Rosa looked at Alessandro, whose expression was still full of distaste, even revulsion.
“Ah, the gentlemen of the Carnevare clan,” said a harsh voice. “A real family party. Have you finished?”
Tano swore.
The newcomer’s tone became sharper. “You’re not being paid to have a good time.”
Alessandro glanced at Rosa, seemed about to say something, but was at a loss for words.
“You have to watch!” Her voice almost broke. “Look at his face!”
He was at the point of flinging the cell phone across the library, but then he looked down.
“No sign of Apollonio,” he said, with difficulty. “Michele put the phone down. All you can see is a bit of the sofa.”
“Apollonio comes into the frame in a minute.”
Now Tano was speaking again. When one of the bystanders made a stupid remark, the visitor lost his temper. “Get out of here! All of you, except you two.” By that he must have meant Tano and Michele.
Soon after that, a door slammed.
Rosa walked behind the armchair where Alessandro was sitting and leaned over his shoulder. For the first time since he had started watching the video, she too looked at the display.
“Press Pause,” she said. “Wait…now!”
Alessandro stopped the film. A blurred red and yellow patch of color, a figure, a face, all extremely indistinct.
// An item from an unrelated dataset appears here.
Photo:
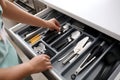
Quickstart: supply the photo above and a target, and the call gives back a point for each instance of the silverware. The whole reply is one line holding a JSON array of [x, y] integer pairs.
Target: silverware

It could be anyone.
Rosa hurried in front of the chair and sat on its arm, next to Alessandro. “Let me have it.”
She took the cell phone from his hand and pressed
PAUSE
and
PLAY
three or four times in quick succession. Finally the picture, while still blurred, was clear enough for Apollonio’s features to be made out.
She gave the phone back to Alessandro, jumped up, stood in front of him, wrapped her arms around her upper body, and rocked back and forth nervously on the balls of her feet.
He held the display closer to his eyes, then farther away. She could tell that he still had no idea who the man in the video was.
“You don’t recognize him,” she murmured, disappointed.
“Maybe the picture isn’t clear enough.”
The photo album that she had looked at and opened before he arrived was lying on a table. Breathlessly, she brought it over and put it on his lap. She pressed her forefinger down hard on a photo stuck into it.
“Is that the same man?”
The anxious lines on Alessandro’s forehead deepened. The shadows around his eyes grew darker. “Looks like it.”
“Apollonio,” she said. Her astonishment and disbelief were back.
“Rosa,” asked Alessandro, hesitantly, “who on earth
is
this?”
Her mouth was dry; her tongue stuck to the roof. All the same, she managed to get the words out, quietly, in the faltering voice of a stranger.
“That man,” she said, “is my father.”